Introduction

Questions for the sampling distribution

  1. Suppose a population of companies has a mean score of 400 and a standard deviation of 24 for their credit ratings. If a random sample of size 144 is drawn from the population, calculate the probability of drawing a sample of companies with a mean credit score between 395.5 and 404.5.

Population parameters: \(\mu = 400\) and \(\sigma = 24\). Sample size is relatively large.
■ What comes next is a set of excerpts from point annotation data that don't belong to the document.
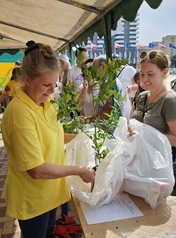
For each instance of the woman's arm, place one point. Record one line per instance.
(53, 171)
(172, 135)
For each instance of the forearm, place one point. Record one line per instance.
(53, 171)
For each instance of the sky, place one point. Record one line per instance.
(157, 23)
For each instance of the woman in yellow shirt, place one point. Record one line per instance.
(34, 141)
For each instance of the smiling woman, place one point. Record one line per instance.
(34, 142)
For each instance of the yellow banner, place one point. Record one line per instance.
(5, 73)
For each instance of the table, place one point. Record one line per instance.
(156, 223)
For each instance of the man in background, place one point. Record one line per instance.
(65, 66)
(75, 73)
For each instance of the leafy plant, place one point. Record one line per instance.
(69, 105)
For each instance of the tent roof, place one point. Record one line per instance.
(59, 22)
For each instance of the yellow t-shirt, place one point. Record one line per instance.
(32, 135)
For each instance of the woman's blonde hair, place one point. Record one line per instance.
(38, 59)
(156, 57)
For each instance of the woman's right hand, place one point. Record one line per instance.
(87, 174)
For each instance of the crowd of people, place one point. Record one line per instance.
(34, 139)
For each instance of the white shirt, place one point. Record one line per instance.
(75, 75)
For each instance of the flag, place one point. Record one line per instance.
(93, 47)
(151, 45)
(128, 46)
(161, 46)
(117, 46)
(139, 46)
(101, 46)
(119, 28)
(172, 46)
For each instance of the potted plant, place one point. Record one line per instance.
(69, 105)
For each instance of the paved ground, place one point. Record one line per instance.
(8, 226)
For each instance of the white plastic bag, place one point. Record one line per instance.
(150, 172)
(109, 175)
(140, 164)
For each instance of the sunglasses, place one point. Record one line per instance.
(151, 56)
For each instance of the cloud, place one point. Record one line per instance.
(157, 23)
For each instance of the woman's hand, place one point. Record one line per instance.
(85, 84)
(87, 174)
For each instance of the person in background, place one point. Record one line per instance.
(36, 180)
(65, 66)
(156, 106)
(75, 73)
(138, 88)
(100, 64)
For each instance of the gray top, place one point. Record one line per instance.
(156, 114)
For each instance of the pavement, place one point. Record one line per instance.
(9, 227)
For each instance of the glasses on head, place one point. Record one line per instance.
(151, 55)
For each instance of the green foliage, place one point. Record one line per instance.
(69, 104)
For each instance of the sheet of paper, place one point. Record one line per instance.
(122, 207)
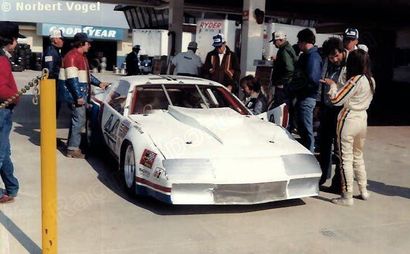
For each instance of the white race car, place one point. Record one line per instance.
(186, 140)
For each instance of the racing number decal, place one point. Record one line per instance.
(148, 158)
(110, 130)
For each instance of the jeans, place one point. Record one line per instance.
(304, 109)
(78, 119)
(6, 166)
(327, 133)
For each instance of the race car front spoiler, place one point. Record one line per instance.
(241, 182)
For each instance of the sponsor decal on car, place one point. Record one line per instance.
(123, 129)
(144, 172)
(110, 128)
(148, 158)
(159, 172)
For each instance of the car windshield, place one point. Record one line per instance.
(159, 97)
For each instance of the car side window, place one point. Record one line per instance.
(150, 98)
(118, 96)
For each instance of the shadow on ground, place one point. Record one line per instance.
(388, 190)
(19, 235)
(26, 117)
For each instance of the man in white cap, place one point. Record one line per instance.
(283, 67)
(187, 63)
(222, 65)
(351, 40)
(52, 61)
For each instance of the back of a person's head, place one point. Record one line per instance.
(332, 45)
(306, 35)
(246, 80)
(251, 82)
(358, 63)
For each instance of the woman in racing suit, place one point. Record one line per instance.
(355, 96)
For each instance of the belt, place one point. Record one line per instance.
(10, 106)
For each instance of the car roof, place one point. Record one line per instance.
(140, 80)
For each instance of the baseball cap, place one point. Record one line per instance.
(218, 40)
(193, 45)
(82, 37)
(351, 34)
(10, 30)
(279, 35)
(56, 33)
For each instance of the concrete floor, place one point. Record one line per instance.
(96, 216)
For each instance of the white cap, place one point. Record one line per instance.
(280, 35)
(56, 33)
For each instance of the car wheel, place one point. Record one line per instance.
(129, 169)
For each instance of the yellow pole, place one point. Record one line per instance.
(48, 165)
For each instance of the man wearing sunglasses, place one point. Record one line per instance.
(222, 65)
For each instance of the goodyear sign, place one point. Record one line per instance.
(93, 32)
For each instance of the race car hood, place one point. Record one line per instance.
(215, 133)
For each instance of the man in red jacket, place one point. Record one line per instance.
(9, 32)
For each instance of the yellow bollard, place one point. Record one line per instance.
(48, 166)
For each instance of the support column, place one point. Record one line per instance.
(176, 17)
(252, 36)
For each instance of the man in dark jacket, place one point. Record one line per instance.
(222, 65)
(305, 85)
(132, 61)
(52, 61)
(283, 68)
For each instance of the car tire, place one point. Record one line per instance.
(129, 168)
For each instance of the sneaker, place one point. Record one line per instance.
(364, 194)
(6, 199)
(345, 200)
(331, 189)
(75, 154)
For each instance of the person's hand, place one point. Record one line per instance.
(104, 85)
(327, 81)
(80, 101)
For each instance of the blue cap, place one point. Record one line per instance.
(351, 34)
(218, 40)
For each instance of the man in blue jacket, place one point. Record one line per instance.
(305, 85)
(52, 61)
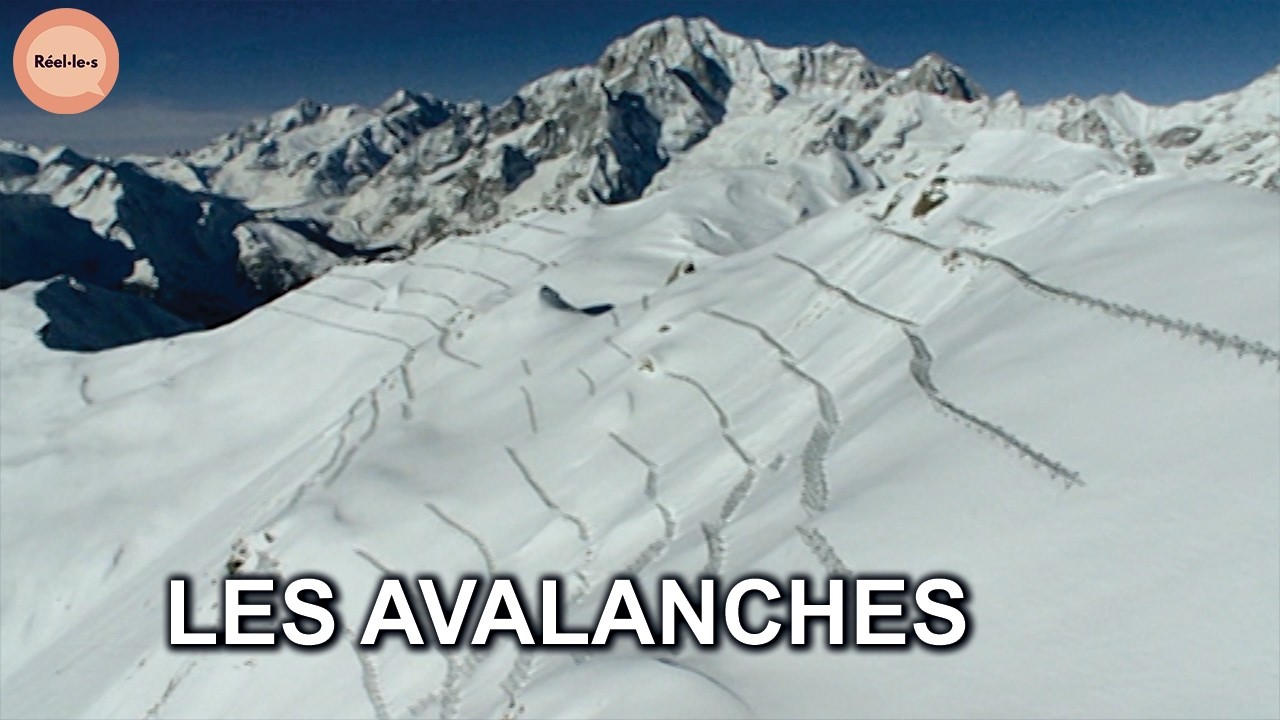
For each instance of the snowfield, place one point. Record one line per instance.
(1060, 384)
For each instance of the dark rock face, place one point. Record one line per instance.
(629, 156)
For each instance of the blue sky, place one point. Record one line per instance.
(193, 69)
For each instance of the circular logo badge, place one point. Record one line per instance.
(65, 60)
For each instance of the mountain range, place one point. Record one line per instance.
(165, 245)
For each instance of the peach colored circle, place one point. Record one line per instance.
(59, 18)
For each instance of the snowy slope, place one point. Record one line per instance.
(1057, 381)
(167, 245)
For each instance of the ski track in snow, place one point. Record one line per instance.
(542, 264)
(437, 294)
(342, 327)
(590, 383)
(584, 531)
(848, 296)
(821, 548)
(920, 364)
(174, 682)
(530, 409)
(650, 490)
(1203, 335)
(359, 278)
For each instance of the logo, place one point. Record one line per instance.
(65, 60)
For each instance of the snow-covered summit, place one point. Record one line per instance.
(676, 99)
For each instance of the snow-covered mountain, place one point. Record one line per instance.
(315, 185)
(845, 320)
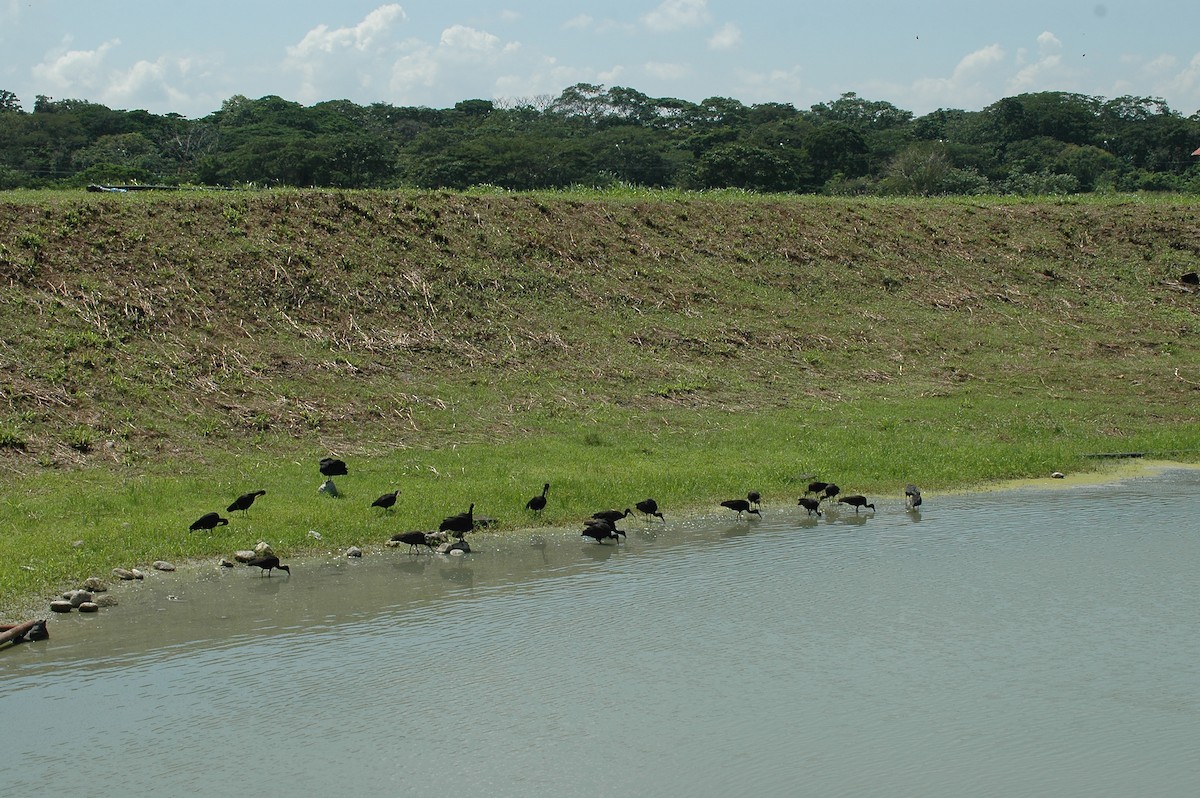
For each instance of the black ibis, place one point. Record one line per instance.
(600, 531)
(856, 502)
(244, 501)
(611, 516)
(387, 501)
(209, 521)
(811, 505)
(268, 563)
(739, 507)
(459, 525)
(333, 467)
(649, 508)
(538, 503)
(413, 539)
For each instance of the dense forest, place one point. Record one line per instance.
(1042, 143)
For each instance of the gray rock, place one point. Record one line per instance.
(78, 597)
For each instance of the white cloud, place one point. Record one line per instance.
(75, 70)
(676, 15)
(461, 55)
(727, 37)
(462, 39)
(666, 71)
(973, 82)
(1183, 85)
(1049, 43)
(375, 27)
(550, 78)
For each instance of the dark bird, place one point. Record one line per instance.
(413, 539)
(244, 501)
(333, 467)
(611, 516)
(600, 531)
(856, 502)
(268, 563)
(538, 503)
(811, 505)
(208, 521)
(387, 501)
(459, 525)
(739, 507)
(649, 507)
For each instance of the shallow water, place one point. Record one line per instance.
(1027, 642)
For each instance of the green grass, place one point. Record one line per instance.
(163, 353)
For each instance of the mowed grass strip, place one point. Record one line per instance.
(162, 354)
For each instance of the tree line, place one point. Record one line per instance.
(1041, 143)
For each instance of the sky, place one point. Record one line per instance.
(187, 58)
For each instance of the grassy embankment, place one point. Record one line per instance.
(161, 354)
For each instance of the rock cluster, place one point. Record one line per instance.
(89, 598)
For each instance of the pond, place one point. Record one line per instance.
(1035, 641)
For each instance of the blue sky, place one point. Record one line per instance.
(165, 55)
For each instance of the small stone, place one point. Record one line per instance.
(77, 597)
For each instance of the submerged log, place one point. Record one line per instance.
(18, 633)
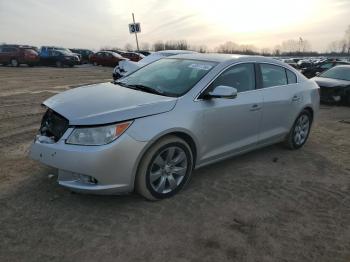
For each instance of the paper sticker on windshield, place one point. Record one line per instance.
(200, 66)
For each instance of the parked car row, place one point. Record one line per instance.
(16, 55)
(309, 67)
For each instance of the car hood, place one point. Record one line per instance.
(329, 82)
(107, 103)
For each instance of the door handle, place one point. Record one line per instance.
(255, 107)
(295, 98)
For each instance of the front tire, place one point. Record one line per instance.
(300, 131)
(164, 169)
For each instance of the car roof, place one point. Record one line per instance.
(220, 58)
(345, 66)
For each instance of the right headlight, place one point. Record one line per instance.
(94, 136)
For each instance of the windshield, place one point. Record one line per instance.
(341, 73)
(170, 77)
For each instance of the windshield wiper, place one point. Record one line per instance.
(143, 88)
(147, 89)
Therefore the sample mean \(\bar{X}\) is normally distributed with a mean of 400 and a standard deviation of \(\frac{\sigma}{\sqrt{n}} = \frac{24}{\sqrt{144}} = \frac{24}{12} = 2\)

\[P \left(395.5 \leq \bar{X} \leq 404.5 \right)= P \left(\frac{395.4-400}{2} \leq \frac{\bar{X} - \mu}{\sigma} \leq \frac{404.5 - 400}{2} \right)\]

We need to find the probability that something will be between -2.25 and +2.25.

\[P(-2.25 \leq z \leq 2.25)\] If 1 gives the probability that a standard normal will be below the 2.25 quantile (2.25 standard deviations), to get the probability that something is between -2.25 and plus 2.25 we would need to calculate the weight that is less than 2.25 and the mean multiplied by two to get the symetry.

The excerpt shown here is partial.